Quantitative PCR for detection of Shigella improves ascertainment of Shigella burden in children with moderate-to-severe diarrhea in low-income countries

Affiliations
Comparative Study

Quantitative PCR for detection of Shigella improves ascertainment of Shigella burden in children with moderate-to-severe diarrhea in low-income countries

Brianna Lindsay et al. J Clin Microbiol. 2013 Jun.

Abstract

Estimates of the prevalence of Shigella spp. are limited by the suboptimal sensitivity of current diagnostic and surveillance methods. We used a quantitative PCR (qPCR) assay to detect Shigella in the stool samples of 3,533 children aged <59 months from the Gambia, Mali, Kenya, and Bangladesh, with or without moderate-to-severe diarrhea (MSD). We compared the results from conventional culture to those from qPCR for the Shigella ipaH gene. Using MSD as the reference standard, we determined the optimal cutpoint to be 2.9 × 10(4) ipaH copies per 100 ng of stool DNA for set 1 (n = 877). One hundred fifty-eight (18%) specimens yielded >2.9 × 10(4) ipaH copies. Ninety (10%) specimens were positive by traditional culture for Shigella. Individuals with ≥ 2.9 × 10(4) ipaH copies have 5.6-times-higher odds of having diarrhea than those with <2.9 × 10(4) ipaH copies (95% confidence interval, 3.7 to 8.5; P < 0.0001).
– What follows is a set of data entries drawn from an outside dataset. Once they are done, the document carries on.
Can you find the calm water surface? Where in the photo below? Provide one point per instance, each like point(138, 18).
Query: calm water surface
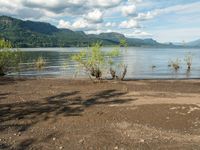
point(139, 61)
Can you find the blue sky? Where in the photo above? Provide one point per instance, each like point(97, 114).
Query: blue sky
point(163, 20)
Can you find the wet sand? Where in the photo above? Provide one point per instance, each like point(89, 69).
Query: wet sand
point(68, 114)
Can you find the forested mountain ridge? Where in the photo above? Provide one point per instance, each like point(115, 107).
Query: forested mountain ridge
point(39, 34)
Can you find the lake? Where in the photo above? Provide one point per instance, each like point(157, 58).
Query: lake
point(139, 61)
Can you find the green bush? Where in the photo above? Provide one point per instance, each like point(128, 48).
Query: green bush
point(95, 61)
point(40, 63)
point(9, 59)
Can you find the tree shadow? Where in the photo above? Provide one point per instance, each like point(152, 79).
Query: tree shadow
point(3, 95)
point(8, 80)
point(13, 115)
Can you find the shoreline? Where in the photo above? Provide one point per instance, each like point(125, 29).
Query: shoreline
point(69, 114)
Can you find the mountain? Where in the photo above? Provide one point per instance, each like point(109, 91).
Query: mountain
point(39, 34)
point(194, 43)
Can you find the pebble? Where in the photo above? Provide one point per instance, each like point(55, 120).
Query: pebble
point(142, 140)
point(81, 141)
point(116, 147)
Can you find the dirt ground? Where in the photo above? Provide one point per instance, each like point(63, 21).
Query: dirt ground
point(55, 114)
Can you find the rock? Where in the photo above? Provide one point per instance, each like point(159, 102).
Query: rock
point(81, 141)
point(141, 140)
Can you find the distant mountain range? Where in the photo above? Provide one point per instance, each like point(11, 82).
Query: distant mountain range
point(39, 34)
Nearly identical results were found using an independent set of samples. qPCR detected 155 additional MSD cases with high copy numbers of ipaH, a 90% increase from the 172 cases detected by culture in both samples. Among a subset (n = 2,874) comprising MSD cases and their age-, gender-, and location-matched controls, the fraction of MSD cases that were attributable to Shigella infection increased from 9.6% (n = 129) for culture to 17.6% (n = 262) for qPCR when employing our cutpoint. We suggest that qPCR with a cutpoint of approximately 1.4 × 10(4) ipaH copies be the new reference standard for the detection and diagnosis of shigellosis in children in low-income countries. The acceptance of this new standard would substantially increase the fraction of MSD cases that are attributable to Shigella.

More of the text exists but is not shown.